Fernando Pessoa - L’heure du diable
Mais comment peut-on affirmer une chose tout en la
niant ?
C’est la loi de la vie, madame. Le corps vit parce qu’il se
désintègre sans trop se désintégrer.
Vous ne savez peut être pas pourquoi je vous ai amenée ici,
dans ce voyage sans but réel, sans objectif utile. Ce n’était, comme vous
paraissiez le croire, ni pour vous violer ne pour vous séduire. Ces choses-là
arrivent sur terre, chez les animaux y compris les hommes, et il semble que
cela donne de plaisir, je crois, même aux victimes, d’après ce que l’on me
rapporte de là-bas.
D’ailleurs, je ne le pourrais pas. Ces choses arrivent sur
terre parce que les hommes sont des animaux.

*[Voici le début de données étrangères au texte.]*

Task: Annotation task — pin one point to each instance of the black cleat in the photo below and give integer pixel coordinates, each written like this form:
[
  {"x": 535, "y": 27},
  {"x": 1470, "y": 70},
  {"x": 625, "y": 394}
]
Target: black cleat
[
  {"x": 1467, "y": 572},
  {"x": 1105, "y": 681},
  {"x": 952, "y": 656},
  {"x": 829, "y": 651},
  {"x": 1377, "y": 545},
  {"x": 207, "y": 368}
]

Avec ma postions sociale dans
l’univers elles sont impossibles – non pas que la morale soi meilleure, mais
parce que nous, les anges, n’avons pas de sexe
Je corromps, c’est vrai, parce que je fais imaginer. Mais
Dieu est pire – du moins dans un sens, parce qu’il créa le corps corruptible,
ce qui est beaucoup moins esthétique. Les rêves, du moins, ne pourrissent pas.
Ils passent.
L’homme est un animal qui s’éveille sans savoir ni où ni
pourquoi.
Quand il adore les Dieux, il les adore comme des fétiches.
Sa religion est une sorcellerie. Il en a toujours été ainsi. Les religions ce
n’est que ce qui déborde des mystères pour devenir profane et n’est point
compris par le profane car, par nature, il ne peut l’être.